For women resuming treatment, the researchers reported that having a viral load greater than 1,000 copies/mL in early pregnancy was associated with higher odds for guideline-recommended ARV prescriptions (adjusted OR = 2.03; 95% CI, 1.33-3.10) compared with women who had a viral load of 400 copies/mL or less.

Powis explained that it is common for pregnant women to be excluded from clinical trials that assess the safety and tolerability of new ARV medications. This is in an effort to protect the fetus, but it also introduces a longer lag time between FDA approval of new drugs and “data on which revisions to the guidelines for pregnant women living with HIV are justified.”

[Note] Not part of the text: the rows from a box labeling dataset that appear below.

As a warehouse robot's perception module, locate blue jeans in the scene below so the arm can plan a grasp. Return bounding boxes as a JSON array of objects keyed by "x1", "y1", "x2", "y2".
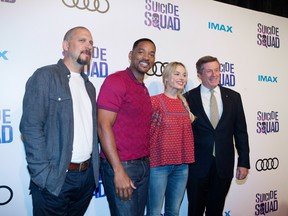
[
  {"x1": 147, "y1": 164, "x2": 189, "y2": 216},
  {"x1": 30, "y1": 164, "x2": 95, "y2": 216},
  {"x1": 100, "y1": 158, "x2": 150, "y2": 216}
]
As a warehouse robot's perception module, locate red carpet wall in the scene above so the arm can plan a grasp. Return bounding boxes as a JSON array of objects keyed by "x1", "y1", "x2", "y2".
[{"x1": 0, "y1": 0, "x2": 288, "y2": 216}]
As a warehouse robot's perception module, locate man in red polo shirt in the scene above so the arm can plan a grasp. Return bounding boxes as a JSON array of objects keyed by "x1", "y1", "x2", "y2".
[{"x1": 97, "y1": 38, "x2": 156, "y2": 216}]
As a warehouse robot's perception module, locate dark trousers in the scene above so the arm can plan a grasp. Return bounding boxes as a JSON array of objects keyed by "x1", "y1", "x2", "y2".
[
  {"x1": 187, "y1": 159, "x2": 232, "y2": 216},
  {"x1": 100, "y1": 158, "x2": 150, "y2": 216},
  {"x1": 30, "y1": 165, "x2": 95, "y2": 216}
]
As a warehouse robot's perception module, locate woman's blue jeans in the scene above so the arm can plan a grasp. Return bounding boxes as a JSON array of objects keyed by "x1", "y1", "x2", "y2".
[{"x1": 147, "y1": 164, "x2": 189, "y2": 216}]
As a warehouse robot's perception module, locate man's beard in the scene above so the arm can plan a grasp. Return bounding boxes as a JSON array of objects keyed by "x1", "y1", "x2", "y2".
[{"x1": 77, "y1": 52, "x2": 91, "y2": 65}]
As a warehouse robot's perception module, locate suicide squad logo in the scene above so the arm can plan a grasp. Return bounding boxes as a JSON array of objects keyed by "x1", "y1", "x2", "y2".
[
  {"x1": 87, "y1": 47, "x2": 109, "y2": 78},
  {"x1": 255, "y1": 190, "x2": 278, "y2": 215},
  {"x1": 257, "y1": 23, "x2": 280, "y2": 48},
  {"x1": 256, "y1": 111, "x2": 279, "y2": 134},
  {"x1": 0, "y1": 109, "x2": 13, "y2": 144},
  {"x1": 144, "y1": 0, "x2": 181, "y2": 31},
  {"x1": 219, "y1": 62, "x2": 236, "y2": 87},
  {"x1": 62, "y1": 0, "x2": 110, "y2": 13}
]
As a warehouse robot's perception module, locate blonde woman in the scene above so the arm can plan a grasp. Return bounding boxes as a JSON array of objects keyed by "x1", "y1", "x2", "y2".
[{"x1": 147, "y1": 62, "x2": 194, "y2": 216}]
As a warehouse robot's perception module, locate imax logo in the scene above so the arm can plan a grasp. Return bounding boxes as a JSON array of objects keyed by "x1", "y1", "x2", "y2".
[
  {"x1": 1, "y1": 0, "x2": 16, "y2": 3},
  {"x1": 0, "y1": 50, "x2": 8, "y2": 60},
  {"x1": 258, "y1": 75, "x2": 278, "y2": 83},
  {"x1": 208, "y1": 22, "x2": 233, "y2": 33}
]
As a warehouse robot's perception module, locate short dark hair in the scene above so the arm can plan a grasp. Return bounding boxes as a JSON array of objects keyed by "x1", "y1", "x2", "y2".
[
  {"x1": 132, "y1": 38, "x2": 156, "y2": 50},
  {"x1": 196, "y1": 56, "x2": 220, "y2": 74}
]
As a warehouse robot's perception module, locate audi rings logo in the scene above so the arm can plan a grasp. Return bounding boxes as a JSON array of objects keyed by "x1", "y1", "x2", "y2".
[
  {"x1": 255, "y1": 157, "x2": 279, "y2": 172},
  {"x1": 62, "y1": 0, "x2": 110, "y2": 13},
  {"x1": 146, "y1": 61, "x2": 168, "y2": 77},
  {"x1": 0, "y1": 185, "x2": 13, "y2": 206}
]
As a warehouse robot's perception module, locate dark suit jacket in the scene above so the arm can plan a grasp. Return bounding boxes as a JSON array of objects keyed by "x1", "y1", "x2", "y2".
[{"x1": 184, "y1": 85, "x2": 250, "y2": 178}]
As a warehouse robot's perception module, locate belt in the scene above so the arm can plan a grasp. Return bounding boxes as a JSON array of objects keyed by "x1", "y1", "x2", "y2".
[{"x1": 68, "y1": 158, "x2": 90, "y2": 172}]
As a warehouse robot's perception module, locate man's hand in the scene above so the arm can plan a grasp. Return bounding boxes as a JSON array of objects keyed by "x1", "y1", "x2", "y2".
[{"x1": 114, "y1": 169, "x2": 136, "y2": 201}]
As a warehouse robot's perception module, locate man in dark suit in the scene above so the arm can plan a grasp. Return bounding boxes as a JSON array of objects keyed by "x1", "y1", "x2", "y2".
[{"x1": 184, "y1": 56, "x2": 250, "y2": 216}]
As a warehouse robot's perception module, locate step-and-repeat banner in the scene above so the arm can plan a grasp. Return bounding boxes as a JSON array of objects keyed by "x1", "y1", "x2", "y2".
[{"x1": 0, "y1": 0, "x2": 288, "y2": 216}]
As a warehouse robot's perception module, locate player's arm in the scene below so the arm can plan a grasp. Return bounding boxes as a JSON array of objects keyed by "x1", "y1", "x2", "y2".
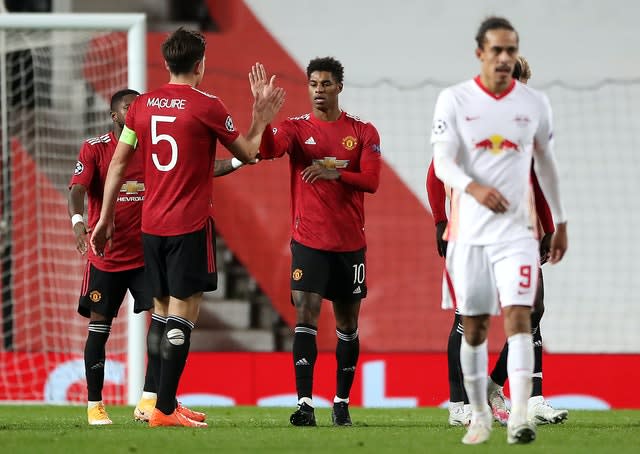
[
  {"x1": 91, "y1": 125, "x2": 137, "y2": 256},
  {"x1": 260, "y1": 121, "x2": 293, "y2": 159},
  {"x1": 226, "y1": 63, "x2": 285, "y2": 164},
  {"x1": 431, "y1": 90, "x2": 509, "y2": 213},
  {"x1": 67, "y1": 142, "x2": 96, "y2": 255},
  {"x1": 433, "y1": 142, "x2": 509, "y2": 213},
  {"x1": 531, "y1": 163, "x2": 555, "y2": 265},
  {"x1": 533, "y1": 96, "x2": 568, "y2": 263},
  {"x1": 427, "y1": 160, "x2": 447, "y2": 257},
  {"x1": 67, "y1": 184, "x2": 87, "y2": 255}
]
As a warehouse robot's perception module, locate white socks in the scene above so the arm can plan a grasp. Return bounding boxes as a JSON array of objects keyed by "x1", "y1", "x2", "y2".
[
  {"x1": 460, "y1": 336, "x2": 489, "y2": 419},
  {"x1": 508, "y1": 333, "x2": 534, "y2": 424}
]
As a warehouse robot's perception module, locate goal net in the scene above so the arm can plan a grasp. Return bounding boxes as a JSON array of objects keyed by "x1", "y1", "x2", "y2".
[{"x1": 0, "y1": 14, "x2": 144, "y2": 403}]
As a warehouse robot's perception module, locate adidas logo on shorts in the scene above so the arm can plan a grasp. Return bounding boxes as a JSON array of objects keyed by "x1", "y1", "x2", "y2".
[{"x1": 296, "y1": 358, "x2": 310, "y2": 366}]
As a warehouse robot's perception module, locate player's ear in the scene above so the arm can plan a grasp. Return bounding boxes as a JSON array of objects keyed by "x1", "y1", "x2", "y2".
[{"x1": 193, "y1": 59, "x2": 204, "y2": 74}]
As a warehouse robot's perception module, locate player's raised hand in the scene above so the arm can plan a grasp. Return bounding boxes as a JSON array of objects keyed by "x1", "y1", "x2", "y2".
[
  {"x1": 549, "y1": 222, "x2": 569, "y2": 263},
  {"x1": 249, "y1": 63, "x2": 276, "y2": 99},
  {"x1": 91, "y1": 218, "x2": 114, "y2": 257},
  {"x1": 253, "y1": 83, "x2": 285, "y2": 125},
  {"x1": 436, "y1": 221, "x2": 448, "y2": 257},
  {"x1": 466, "y1": 181, "x2": 509, "y2": 213},
  {"x1": 73, "y1": 222, "x2": 89, "y2": 255}
]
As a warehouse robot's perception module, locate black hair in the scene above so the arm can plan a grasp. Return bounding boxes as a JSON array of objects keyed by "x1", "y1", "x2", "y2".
[
  {"x1": 476, "y1": 16, "x2": 520, "y2": 49},
  {"x1": 162, "y1": 27, "x2": 207, "y2": 74},
  {"x1": 111, "y1": 88, "x2": 140, "y2": 112},
  {"x1": 307, "y1": 57, "x2": 344, "y2": 84}
]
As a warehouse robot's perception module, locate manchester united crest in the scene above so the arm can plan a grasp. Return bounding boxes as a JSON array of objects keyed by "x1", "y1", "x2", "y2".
[
  {"x1": 342, "y1": 136, "x2": 358, "y2": 151},
  {"x1": 89, "y1": 290, "x2": 102, "y2": 303}
]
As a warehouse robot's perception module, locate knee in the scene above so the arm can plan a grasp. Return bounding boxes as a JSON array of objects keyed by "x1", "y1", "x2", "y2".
[
  {"x1": 147, "y1": 330, "x2": 163, "y2": 356},
  {"x1": 160, "y1": 328, "x2": 189, "y2": 360},
  {"x1": 292, "y1": 292, "x2": 322, "y2": 326}
]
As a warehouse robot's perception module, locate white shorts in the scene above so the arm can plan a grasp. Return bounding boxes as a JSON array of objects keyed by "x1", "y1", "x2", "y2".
[{"x1": 443, "y1": 238, "x2": 539, "y2": 315}]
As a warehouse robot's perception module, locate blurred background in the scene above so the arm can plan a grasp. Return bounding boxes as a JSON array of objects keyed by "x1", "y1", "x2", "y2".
[{"x1": 0, "y1": 0, "x2": 640, "y2": 408}]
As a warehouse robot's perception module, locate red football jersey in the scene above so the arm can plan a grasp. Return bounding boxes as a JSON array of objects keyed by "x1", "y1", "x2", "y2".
[
  {"x1": 260, "y1": 112, "x2": 381, "y2": 252},
  {"x1": 69, "y1": 132, "x2": 145, "y2": 272},
  {"x1": 125, "y1": 84, "x2": 239, "y2": 236}
]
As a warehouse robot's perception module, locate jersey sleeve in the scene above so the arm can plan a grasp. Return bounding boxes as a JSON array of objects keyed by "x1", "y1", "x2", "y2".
[
  {"x1": 260, "y1": 120, "x2": 295, "y2": 159},
  {"x1": 534, "y1": 93, "x2": 553, "y2": 149},
  {"x1": 431, "y1": 90, "x2": 460, "y2": 146},
  {"x1": 69, "y1": 142, "x2": 96, "y2": 189},
  {"x1": 339, "y1": 123, "x2": 382, "y2": 193},
  {"x1": 531, "y1": 167, "x2": 555, "y2": 233},
  {"x1": 201, "y1": 98, "x2": 240, "y2": 147},
  {"x1": 427, "y1": 160, "x2": 447, "y2": 224},
  {"x1": 533, "y1": 94, "x2": 567, "y2": 223}
]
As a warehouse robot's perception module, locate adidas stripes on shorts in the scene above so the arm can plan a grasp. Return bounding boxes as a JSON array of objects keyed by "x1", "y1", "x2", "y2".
[
  {"x1": 447, "y1": 238, "x2": 540, "y2": 316},
  {"x1": 291, "y1": 240, "x2": 367, "y2": 301}
]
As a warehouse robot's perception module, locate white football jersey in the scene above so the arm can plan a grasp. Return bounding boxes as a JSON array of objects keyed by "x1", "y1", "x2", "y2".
[{"x1": 431, "y1": 77, "x2": 553, "y2": 245}]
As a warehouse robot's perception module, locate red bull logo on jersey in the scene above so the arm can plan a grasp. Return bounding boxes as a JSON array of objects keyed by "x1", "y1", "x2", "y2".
[
  {"x1": 475, "y1": 134, "x2": 520, "y2": 155},
  {"x1": 313, "y1": 156, "x2": 349, "y2": 169}
]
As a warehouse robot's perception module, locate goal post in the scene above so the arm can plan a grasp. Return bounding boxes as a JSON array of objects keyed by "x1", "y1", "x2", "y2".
[{"x1": 0, "y1": 13, "x2": 146, "y2": 404}]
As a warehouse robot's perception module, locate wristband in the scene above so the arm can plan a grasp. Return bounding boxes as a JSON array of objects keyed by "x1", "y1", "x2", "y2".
[
  {"x1": 71, "y1": 214, "x2": 84, "y2": 227},
  {"x1": 231, "y1": 158, "x2": 244, "y2": 169}
]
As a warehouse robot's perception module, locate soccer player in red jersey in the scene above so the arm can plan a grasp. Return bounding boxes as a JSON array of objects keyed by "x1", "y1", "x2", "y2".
[
  {"x1": 91, "y1": 28, "x2": 284, "y2": 427},
  {"x1": 252, "y1": 57, "x2": 381, "y2": 426},
  {"x1": 69, "y1": 89, "x2": 258, "y2": 425},
  {"x1": 69, "y1": 90, "x2": 159, "y2": 425}
]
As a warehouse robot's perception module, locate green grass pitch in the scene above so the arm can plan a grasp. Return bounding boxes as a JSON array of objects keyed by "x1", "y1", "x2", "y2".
[{"x1": 0, "y1": 405, "x2": 640, "y2": 454}]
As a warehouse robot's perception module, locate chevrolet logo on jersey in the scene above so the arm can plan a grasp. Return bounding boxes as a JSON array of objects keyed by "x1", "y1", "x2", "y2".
[
  {"x1": 313, "y1": 156, "x2": 349, "y2": 169},
  {"x1": 342, "y1": 136, "x2": 358, "y2": 151},
  {"x1": 120, "y1": 181, "x2": 144, "y2": 194},
  {"x1": 475, "y1": 134, "x2": 520, "y2": 155}
]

“As this is the first study to compare actual prescribing practices to the national treatment guidelines in the United States, additional quantitative and qualitative work is needed to better understand the extent to which individual, social, institutional and structural determinants are associated with prescribing practices that do not align with guideline recommendations,” Powis said. – by Marley Ghizzone

Disclosures: Powis reports receiving grants from the Eunice Kennedy Shriver National Institute of Child Health and Human Development during the conduct of the study. Please see the study for all other authors’ relevant financial disclosures.

    Perspective
    Sharon Nachman

    Sharon Nachman

    The use of ARVs to treat HIV during pregnancy is undergoing a metamorphosis. Despite only one ARV actually being licensed for use during pregnancy (zidovudine), data on safety and pharmacokinetics of many other ARVs are now available. These data sets are often incorporated into U.S. and international guidelines, but as the study presented by Powis and colleagues demonstrates, not always appreciated by treating physicians. Why the gap in use of recommended ARVs during pregnancy? Was it comfort on the part of the patient or medical provider that these women were doing well (lack of toxicity, good virologic control) on their current ARVs, or was it lack of information that these ARVs may not be the standard of care during pregnancy? Although we do not know the answer to that question, we can start by doing a better job of educating both pregnant women and their providers that ARV therapy during pregnancy requires special handling.

    References:

    AIDS Info. Recommendations for the use of antiretroviral drugs in pregnant women with HIV infection and interventions to reduce perinatal HIV transmission in the United States. https://aidsinfo.nih.gov/guidelines/html/3/perinatal/224/whats-new-in-the-guidelines. Accessed December 17, 2019.

    IMPAACT. P1026s (10040): Pharmacokinetic properties of antiretroviral therapy during pregnancy. https://impaactnetwork.org/studies/P1026s.asp. Accessed December 17, 2019.

    • Sharon Nachman, MD
    • Professor of pediatrics
      Associate Dean for Research
      SUNY Stony Brook

    Disclosures: Nachman reports no relevant financial disclosures.